その日、あたしが学校に行ったのは、チョコレートをYに渡すためであって、決して勉強なんてものをしに行ったのではない事は確か。そんなものはわずらわしいオマケ。
あたしは朝から落ち着かない。でもあたしが思い描いたイメージは、
「これ、あげます。」
「ああ、はいはい。」
「じゃっね。」と言うもの。
が、休み時間、まだ誰も廊下に出回っていない時間を狙って、ダッシュで5組に行きYを呼んで来てと緑子に頼んだあたしは、そこで予想外の光景に直面してしまったわけ。だって、緑子に言われYはこちらに来かけたかと思うと、引き返し、またこちらに来かけて引き返すと言う、熊さんのような動きをしているじゃないの。
そうか、とあたしはようやく気がついたの。
実はあたしだって、ふんふんふんと鼻歌歌ってやって来た訳ではなかったの。例えて言うと、面白そうだなと思って乗ってしまったジェットコースターがてっ辺までカッタカッタカッタと上っていく時、高所恐怖症のあたしは、何でこんなものに乗ってしまったのだろうと、後悔マックスになるのだけれど、二階の自分の教室から階段横の5組に降りて来る時全く同じ気持ちになっていたの。それを100の勇気を出して、あたしは5組の扉を開けたんだ。
でも、貰う方だって勇気がいるんだよね。
だけど、ほいほいと貰ってくれれば簡単だったのに、ふと気がついたら、階段から廊下まで、なんとギャラリーが一杯になってしまっていたのよ、これが。
まるで少女漫画のワンシーンみたいだった。
後で友達に言われたのだけど、二人ともゆでダコのように真っ赤かだったって。なんか表現力がないね。林檎の様だったと言ってくれたら可愛いのにね。

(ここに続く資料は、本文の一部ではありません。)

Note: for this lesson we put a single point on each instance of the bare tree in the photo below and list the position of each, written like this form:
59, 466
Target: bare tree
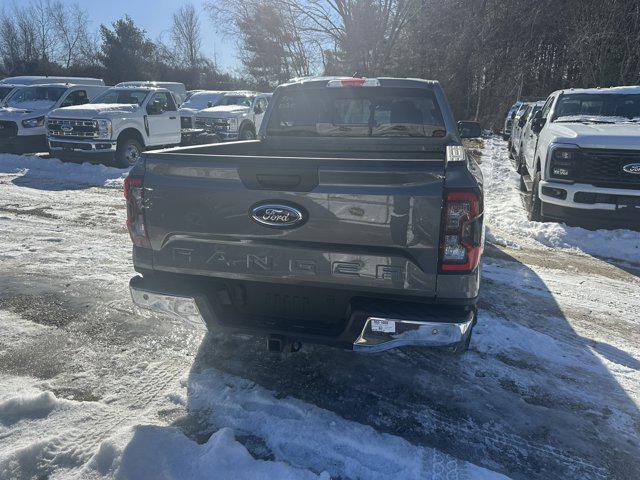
187, 36
40, 15
274, 46
70, 26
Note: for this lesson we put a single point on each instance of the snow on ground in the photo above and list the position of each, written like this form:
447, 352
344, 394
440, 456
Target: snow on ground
53, 171
509, 226
91, 389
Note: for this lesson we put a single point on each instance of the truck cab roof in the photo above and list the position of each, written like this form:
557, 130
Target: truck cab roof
628, 90
352, 81
46, 80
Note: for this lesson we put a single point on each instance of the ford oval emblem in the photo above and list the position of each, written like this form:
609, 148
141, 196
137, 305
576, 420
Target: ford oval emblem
278, 215
632, 168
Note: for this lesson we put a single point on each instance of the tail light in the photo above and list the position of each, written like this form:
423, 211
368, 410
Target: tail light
134, 193
462, 232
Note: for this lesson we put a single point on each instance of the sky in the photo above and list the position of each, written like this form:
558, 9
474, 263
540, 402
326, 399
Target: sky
154, 16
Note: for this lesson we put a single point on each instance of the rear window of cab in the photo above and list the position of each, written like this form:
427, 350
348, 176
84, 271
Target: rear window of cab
356, 112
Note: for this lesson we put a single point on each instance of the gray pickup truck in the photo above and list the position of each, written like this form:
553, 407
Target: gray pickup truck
354, 220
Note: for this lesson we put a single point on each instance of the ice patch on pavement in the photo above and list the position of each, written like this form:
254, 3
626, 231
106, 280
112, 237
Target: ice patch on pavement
507, 219
53, 169
310, 437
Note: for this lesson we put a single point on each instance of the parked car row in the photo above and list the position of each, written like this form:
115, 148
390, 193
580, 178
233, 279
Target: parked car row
83, 118
578, 155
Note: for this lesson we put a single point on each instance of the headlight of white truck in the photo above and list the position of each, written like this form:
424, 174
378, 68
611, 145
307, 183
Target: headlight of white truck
33, 122
233, 124
104, 129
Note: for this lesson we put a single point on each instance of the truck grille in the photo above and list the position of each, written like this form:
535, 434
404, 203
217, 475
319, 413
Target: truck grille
603, 168
212, 124
61, 127
8, 129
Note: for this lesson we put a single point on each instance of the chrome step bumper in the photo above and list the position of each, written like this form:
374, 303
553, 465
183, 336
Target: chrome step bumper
381, 334
184, 308
378, 333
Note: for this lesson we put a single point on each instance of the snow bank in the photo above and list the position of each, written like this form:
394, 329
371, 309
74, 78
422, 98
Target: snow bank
160, 452
63, 172
508, 225
29, 405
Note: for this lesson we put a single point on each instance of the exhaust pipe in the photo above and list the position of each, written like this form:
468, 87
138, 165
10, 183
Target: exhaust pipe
276, 343
280, 344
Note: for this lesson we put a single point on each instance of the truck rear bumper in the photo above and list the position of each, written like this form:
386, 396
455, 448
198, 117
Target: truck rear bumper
371, 327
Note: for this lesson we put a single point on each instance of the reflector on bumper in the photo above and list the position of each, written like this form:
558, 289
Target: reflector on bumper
381, 334
184, 308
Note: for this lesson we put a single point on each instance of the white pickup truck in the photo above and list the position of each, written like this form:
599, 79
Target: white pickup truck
236, 116
189, 109
22, 128
581, 158
120, 125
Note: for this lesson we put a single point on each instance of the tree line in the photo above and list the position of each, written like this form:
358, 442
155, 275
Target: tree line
486, 53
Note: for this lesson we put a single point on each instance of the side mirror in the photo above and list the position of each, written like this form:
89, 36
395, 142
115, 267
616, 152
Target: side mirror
154, 108
537, 124
469, 129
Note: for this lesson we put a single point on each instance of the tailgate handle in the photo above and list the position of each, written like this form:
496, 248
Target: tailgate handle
280, 177
278, 181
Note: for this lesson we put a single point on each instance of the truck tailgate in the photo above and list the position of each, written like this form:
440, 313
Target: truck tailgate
368, 224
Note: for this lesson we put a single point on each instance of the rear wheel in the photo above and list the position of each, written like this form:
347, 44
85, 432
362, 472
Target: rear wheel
247, 133
535, 206
128, 152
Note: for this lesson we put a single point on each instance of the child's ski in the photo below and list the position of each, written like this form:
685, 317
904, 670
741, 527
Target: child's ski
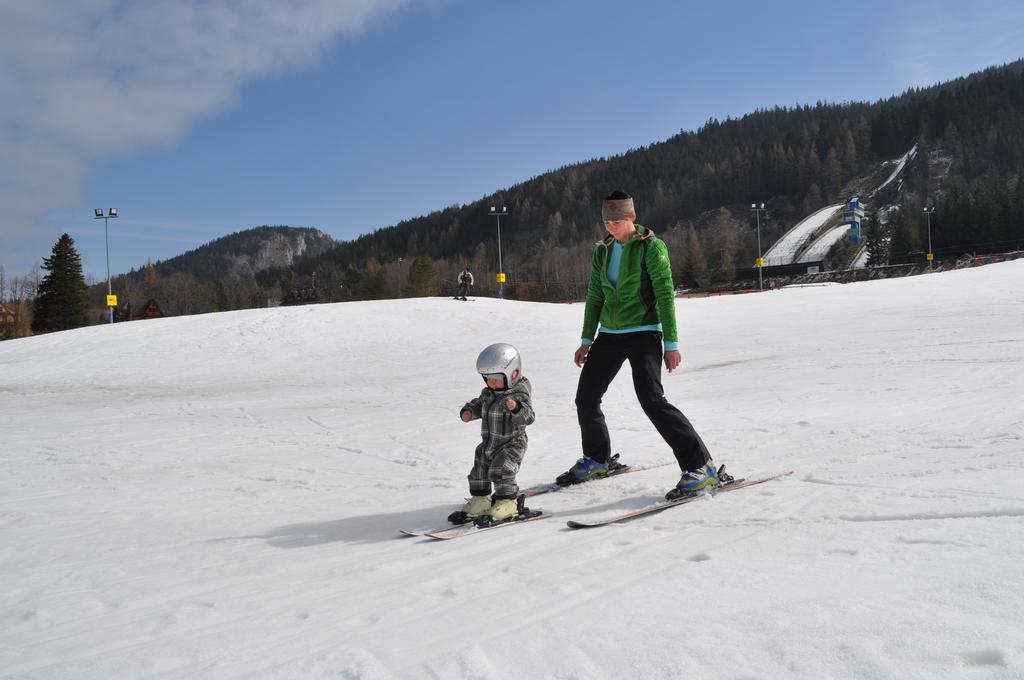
469, 528
665, 505
614, 468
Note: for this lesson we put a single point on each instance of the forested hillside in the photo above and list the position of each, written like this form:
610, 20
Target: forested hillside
695, 187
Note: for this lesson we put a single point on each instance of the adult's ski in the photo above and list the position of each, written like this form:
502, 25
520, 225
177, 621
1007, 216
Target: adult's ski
614, 469
665, 505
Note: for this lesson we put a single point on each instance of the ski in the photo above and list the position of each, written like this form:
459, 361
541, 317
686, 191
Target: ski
459, 530
614, 469
734, 484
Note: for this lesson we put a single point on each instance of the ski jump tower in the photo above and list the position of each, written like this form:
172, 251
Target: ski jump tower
853, 214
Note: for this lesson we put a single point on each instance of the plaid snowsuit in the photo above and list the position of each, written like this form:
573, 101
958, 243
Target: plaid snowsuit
498, 458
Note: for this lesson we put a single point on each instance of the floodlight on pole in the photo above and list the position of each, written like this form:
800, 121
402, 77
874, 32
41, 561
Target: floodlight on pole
98, 214
501, 271
758, 209
928, 214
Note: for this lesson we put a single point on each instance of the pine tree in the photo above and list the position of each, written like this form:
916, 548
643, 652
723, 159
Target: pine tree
423, 280
61, 301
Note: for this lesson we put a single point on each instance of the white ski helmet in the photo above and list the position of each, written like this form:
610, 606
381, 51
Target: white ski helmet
500, 358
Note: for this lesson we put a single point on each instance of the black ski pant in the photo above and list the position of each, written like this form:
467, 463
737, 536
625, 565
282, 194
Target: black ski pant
643, 350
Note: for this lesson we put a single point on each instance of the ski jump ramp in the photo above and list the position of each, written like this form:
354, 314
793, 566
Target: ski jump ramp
785, 249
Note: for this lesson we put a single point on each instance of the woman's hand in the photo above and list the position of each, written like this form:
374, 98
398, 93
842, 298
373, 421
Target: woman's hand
672, 359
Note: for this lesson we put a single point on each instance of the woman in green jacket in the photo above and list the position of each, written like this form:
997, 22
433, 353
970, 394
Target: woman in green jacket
631, 295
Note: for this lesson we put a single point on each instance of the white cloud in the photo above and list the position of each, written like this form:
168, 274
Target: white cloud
84, 80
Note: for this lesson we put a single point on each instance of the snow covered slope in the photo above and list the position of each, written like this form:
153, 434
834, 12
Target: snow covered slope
218, 497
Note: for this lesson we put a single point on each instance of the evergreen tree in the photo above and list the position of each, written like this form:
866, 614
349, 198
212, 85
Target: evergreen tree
423, 279
61, 301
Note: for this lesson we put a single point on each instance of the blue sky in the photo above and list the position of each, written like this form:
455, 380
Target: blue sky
199, 118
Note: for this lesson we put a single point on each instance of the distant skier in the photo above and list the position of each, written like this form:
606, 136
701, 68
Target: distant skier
505, 410
632, 295
465, 285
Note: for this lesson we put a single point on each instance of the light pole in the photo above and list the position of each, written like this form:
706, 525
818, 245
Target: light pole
98, 214
928, 214
758, 209
501, 271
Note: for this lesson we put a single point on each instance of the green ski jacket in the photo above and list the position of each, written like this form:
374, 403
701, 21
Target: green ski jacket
644, 294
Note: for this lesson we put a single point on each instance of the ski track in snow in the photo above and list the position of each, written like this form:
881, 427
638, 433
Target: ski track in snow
226, 503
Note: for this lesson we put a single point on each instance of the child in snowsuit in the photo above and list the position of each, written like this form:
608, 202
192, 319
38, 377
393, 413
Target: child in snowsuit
505, 411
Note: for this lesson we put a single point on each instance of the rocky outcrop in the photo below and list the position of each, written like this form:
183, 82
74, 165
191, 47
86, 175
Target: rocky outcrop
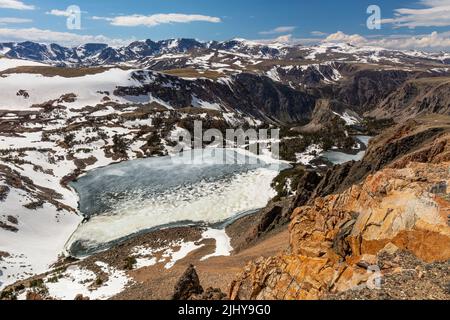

でも、渡す時、あたしの気持ちに巻き込んで申し訳ないなと、ちょっと思ったの。だから「ごめんね。貰ってくれてありがとう。」って言ったような気もするのだけど、正直言うと、あまり覚えていないの。
ただその日の夜、友達からやたら「やったねコール」がかかってきたんだよね。緑子からはYからの「ありがとうって、もう一回伝えて。」と言うメッセージも。でも本当は、もうその日の夜は、昼間の出来事はもうあたしにとっては過去の事になっていたんだ。
あたしが一番「やったな~」と思っていたのは、自分の教室に戻ってきた時。
ふう~っと自分の席にすとんと座ると、「ふふふ」と言う気分になってきたんだ。
そんなあたしを見て、笹目雪生(あのチョコレートは美味しかったですか2参照)が、
「何、どうしたの。何かあったの。」と聞いてきた。
だけどあたしはなんでもないかのように「まあね。」って言ったんだ。
今思うと、私は彼の事は、いつまでたっても良く知らない少年でした。でもある時、緑子に
「昨日、この『コンドルは飛んでいく』のレコードを買ったんだ。」と言ったら、
「それ、Yも大好きでレコード買ったって言っていたよ。」と教えてくれました。
そんな程度の事が嬉しかった昔、大切な思い出です。
一日ってあっという間に終わりですね。
あなたの今日と言う日が、何年たっても色あせない素敵な思い出になりますように。